CT: I find doing historical research very inspiring—which is why I have a pair of historical novel projects going. The one I’m almost done with is called Yet Wilderness Grew in My Heart, and it takes place in New York and Québec during the French and Indian War (1754–1763). A big inspiration for it was a travelogue written by a Swedish naturalist named Pehr Kalm, who visited America during the 18th century and wrote these beautiful descriptions of the flora, fauna, colonists, and native people of the northern colonies and Canada. He writes about many places I know well in their current state, so the details are an amazing mix of the familiar and the very strange. I’ve loved using my novel as an excuse to spend time with that text.
EM: And what distracts you?
CT: All the usual Internet stuff distracts me: social media and email and the news. What may be a little more unique is that while I was in Montreal on a Fulbright researching my novel I became surprisingly obsessed with Montreal’s hockey team, the Canadiens. I’ve never cared about sports in my life, but for some reason this one hit me pretty hard. So I end up spending more time than I should checking up on my team. I often have to resort to the program “Freedom,” which blocks the Internet, to get away from all these things.
EM: That’s ironic, considering that, in this story’s end, “freedom” seems a lie. As does the possibility of getting away from anything. Should we just accept distraction and fold it into our narrative, or …?
CT: You’re right! I never thought of that “freedom” connection. I guess I’m torn about this idea, though. On one hand, I do think distraction and connection are a very plain feature of life today, and not to write about them is somehow disingenuous. I think that the new direction of literature will focus more and more on interconnected groups of people and their tensions, rather than on explorations of individual consciousness (which seems like a 20th century thing). There’s lots of great writers doing exactly that. However, I love old books and their perspective on life. And I often find the conveniently accessible world of the Internet to be ironically oppressive: its constant pace of change and consumption and new things you want (or have) to do. I like to escape it in the ways I can—for example, I’m a staunch flip phone holdout. Reading and writing, however, are probably the best ways to escape it. So in that regard I’d like to keep the two things separate.

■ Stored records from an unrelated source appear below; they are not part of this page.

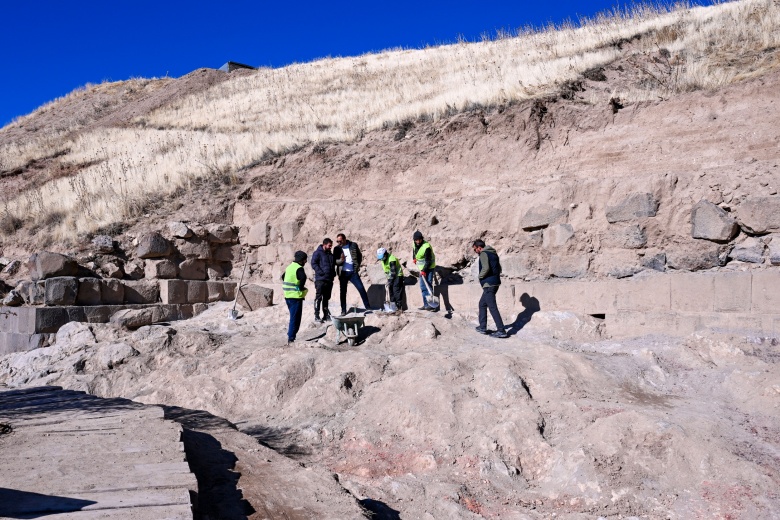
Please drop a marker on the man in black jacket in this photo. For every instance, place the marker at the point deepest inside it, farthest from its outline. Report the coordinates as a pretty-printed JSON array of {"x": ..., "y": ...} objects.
[
  {"x": 324, "y": 272},
  {"x": 348, "y": 260},
  {"x": 490, "y": 279}
]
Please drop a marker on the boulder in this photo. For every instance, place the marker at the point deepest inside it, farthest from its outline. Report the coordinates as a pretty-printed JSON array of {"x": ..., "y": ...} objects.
[
  {"x": 179, "y": 230},
  {"x": 750, "y": 250},
  {"x": 630, "y": 236},
  {"x": 153, "y": 245},
  {"x": 193, "y": 269},
  {"x": 252, "y": 297},
  {"x": 45, "y": 265},
  {"x": 221, "y": 233},
  {"x": 710, "y": 222},
  {"x": 633, "y": 207},
  {"x": 569, "y": 266},
  {"x": 103, "y": 244},
  {"x": 258, "y": 234},
  {"x": 88, "y": 292},
  {"x": 759, "y": 215},
  {"x": 161, "y": 269},
  {"x": 541, "y": 216},
  {"x": 142, "y": 291},
  {"x": 557, "y": 235},
  {"x": 61, "y": 290},
  {"x": 112, "y": 292}
]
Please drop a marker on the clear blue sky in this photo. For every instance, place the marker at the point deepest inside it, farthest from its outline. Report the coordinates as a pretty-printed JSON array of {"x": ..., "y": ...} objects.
[{"x": 51, "y": 47}]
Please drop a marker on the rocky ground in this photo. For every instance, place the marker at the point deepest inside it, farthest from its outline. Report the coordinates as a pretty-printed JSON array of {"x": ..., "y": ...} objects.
[{"x": 427, "y": 419}]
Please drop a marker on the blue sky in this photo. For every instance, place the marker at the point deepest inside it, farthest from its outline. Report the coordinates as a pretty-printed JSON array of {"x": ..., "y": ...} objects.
[{"x": 52, "y": 47}]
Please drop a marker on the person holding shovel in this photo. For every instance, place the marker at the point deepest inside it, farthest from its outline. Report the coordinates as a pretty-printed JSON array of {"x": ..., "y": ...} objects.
[
  {"x": 425, "y": 259},
  {"x": 490, "y": 279},
  {"x": 394, "y": 274}
]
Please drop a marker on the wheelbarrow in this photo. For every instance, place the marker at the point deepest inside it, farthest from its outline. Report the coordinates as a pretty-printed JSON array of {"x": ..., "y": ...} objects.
[{"x": 349, "y": 325}]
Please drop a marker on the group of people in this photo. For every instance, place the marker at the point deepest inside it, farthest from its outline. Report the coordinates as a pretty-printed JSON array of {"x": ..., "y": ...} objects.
[{"x": 343, "y": 262}]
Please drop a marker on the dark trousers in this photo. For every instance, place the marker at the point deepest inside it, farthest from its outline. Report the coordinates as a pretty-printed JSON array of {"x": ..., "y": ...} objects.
[
  {"x": 488, "y": 301},
  {"x": 351, "y": 277},
  {"x": 396, "y": 290},
  {"x": 295, "y": 307},
  {"x": 324, "y": 289}
]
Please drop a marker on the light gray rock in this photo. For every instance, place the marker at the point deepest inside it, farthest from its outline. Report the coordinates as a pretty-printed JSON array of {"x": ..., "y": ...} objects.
[
  {"x": 258, "y": 234},
  {"x": 569, "y": 266},
  {"x": 557, "y": 235},
  {"x": 750, "y": 250},
  {"x": 162, "y": 269},
  {"x": 760, "y": 214},
  {"x": 633, "y": 207},
  {"x": 153, "y": 245},
  {"x": 45, "y": 265},
  {"x": 179, "y": 230},
  {"x": 61, "y": 290},
  {"x": 252, "y": 297},
  {"x": 710, "y": 222},
  {"x": 193, "y": 269},
  {"x": 541, "y": 216},
  {"x": 103, "y": 244}
]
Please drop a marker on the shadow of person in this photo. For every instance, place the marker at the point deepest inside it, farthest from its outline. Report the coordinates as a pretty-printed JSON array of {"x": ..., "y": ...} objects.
[{"x": 530, "y": 306}]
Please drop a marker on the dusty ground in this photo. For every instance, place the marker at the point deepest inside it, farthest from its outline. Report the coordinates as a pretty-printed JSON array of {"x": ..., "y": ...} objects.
[{"x": 431, "y": 420}]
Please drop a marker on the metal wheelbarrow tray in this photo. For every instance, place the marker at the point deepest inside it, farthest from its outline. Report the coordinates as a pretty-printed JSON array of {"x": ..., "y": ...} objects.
[{"x": 349, "y": 325}]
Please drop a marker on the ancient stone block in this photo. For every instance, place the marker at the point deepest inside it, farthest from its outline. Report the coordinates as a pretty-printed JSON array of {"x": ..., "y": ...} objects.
[
  {"x": 61, "y": 290},
  {"x": 221, "y": 233},
  {"x": 633, "y": 207},
  {"x": 760, "y": 214},
  {"x": 153, "y": 245},
  {"x": 45, "y": 265},
  {"x": 252, "y": 297},
  {"x": 89, "y": 292},
  {"x": 710, "y": 222},
  {"x": 258, "y": 234},
  {"x": 750, "y": 250},
  {"x": 557, "y": 235},
  {"x": 192, "y": 269},
  {"x": 569, "y": 266},
  {"x": 112, "y": 292},
  {"x": 162, "y": 269},
  {"x": 173, "y": 291},
  {"x": 541, "y": 216}
]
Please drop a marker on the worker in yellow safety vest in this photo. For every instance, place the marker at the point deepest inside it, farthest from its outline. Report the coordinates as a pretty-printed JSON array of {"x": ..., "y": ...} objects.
[
  {"x": 425, "y": 260},
  {"x": 293, "y": 283}
]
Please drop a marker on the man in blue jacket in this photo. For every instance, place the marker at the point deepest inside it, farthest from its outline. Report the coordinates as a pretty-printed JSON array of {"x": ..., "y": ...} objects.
[
  {"x": 490, "y": 279},
  {"x": 324, "y": 272}
]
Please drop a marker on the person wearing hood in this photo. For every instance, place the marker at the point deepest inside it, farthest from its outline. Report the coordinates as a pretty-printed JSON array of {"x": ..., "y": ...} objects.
[
  {"x": 394, "y": 273},
  {"x": 490, "y": 280},
  {"x": 293, "y": 282}
]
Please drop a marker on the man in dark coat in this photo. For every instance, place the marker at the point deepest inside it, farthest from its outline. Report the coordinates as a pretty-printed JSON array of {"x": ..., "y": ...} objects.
[{"x": 324, "y": 272}]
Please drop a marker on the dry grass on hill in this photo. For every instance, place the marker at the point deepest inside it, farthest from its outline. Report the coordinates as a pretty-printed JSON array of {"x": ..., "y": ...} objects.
[{"x": 232, "y": 125}]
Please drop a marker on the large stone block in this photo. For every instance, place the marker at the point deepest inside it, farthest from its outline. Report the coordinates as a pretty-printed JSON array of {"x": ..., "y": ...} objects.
[
  {"x": 61, "y": 290},
  {"x": 252, "y": 297},
  {"x": 569, "y": 266},
  {"x": 192, "y": 269},
  {"x": 541, "y": 216},
  {"x": 142, "y": 292},
  {"x": 766, "y": 291},
  {"x": 710, "y": 222},
  {"x": 89, "y": 292},
  {"x": 258, "y": 234},
  {"x": 45, "y": 265},
  {"x": 153, "y": 245},
  {"x": 173, "y": 291},
  {"x": 633, "y": 207},
  {"x": 760, "y": 214},
  {"x": 162, "y": 269}
]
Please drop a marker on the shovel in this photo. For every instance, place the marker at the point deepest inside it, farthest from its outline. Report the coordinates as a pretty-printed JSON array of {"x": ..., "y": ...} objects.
[{"x": 431, "y": 300}]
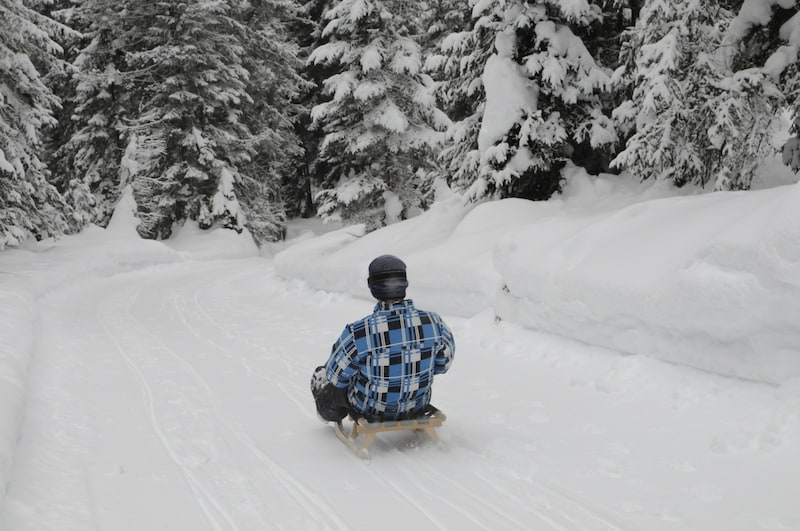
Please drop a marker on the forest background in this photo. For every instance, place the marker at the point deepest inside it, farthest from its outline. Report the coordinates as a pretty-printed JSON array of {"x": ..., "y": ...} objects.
[{"x": 244, "y": 113}]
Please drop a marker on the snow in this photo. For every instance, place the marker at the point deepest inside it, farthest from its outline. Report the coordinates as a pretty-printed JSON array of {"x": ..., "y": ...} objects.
[
  {"x": 627, "y": 358},
  {"x": 509, "y": 94}
]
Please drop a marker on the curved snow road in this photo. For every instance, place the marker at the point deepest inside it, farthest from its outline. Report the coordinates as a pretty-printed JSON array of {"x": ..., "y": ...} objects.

The 2015–2016 Tickner Fellow at Baltimore’s Gilman School, Cam Terwilliger‘s fiction and nonfiction can be found online in Electric Literature, The Rumpus, and Narrative, where he was named one of Narrative’s “15 Under 30.” In print, his writing appears in West Branch, Post Road, and Mid-American Review, among others. His work has been supported by fellowships and scholarships from the Fulbright Program, the James Jones First Novel Fellowship, the Bread Loaf Writers’ Conference, the Sewanee Writers’ Conference, the Massachusetts Cultural Council, and the Virginia Center for Creative Arts.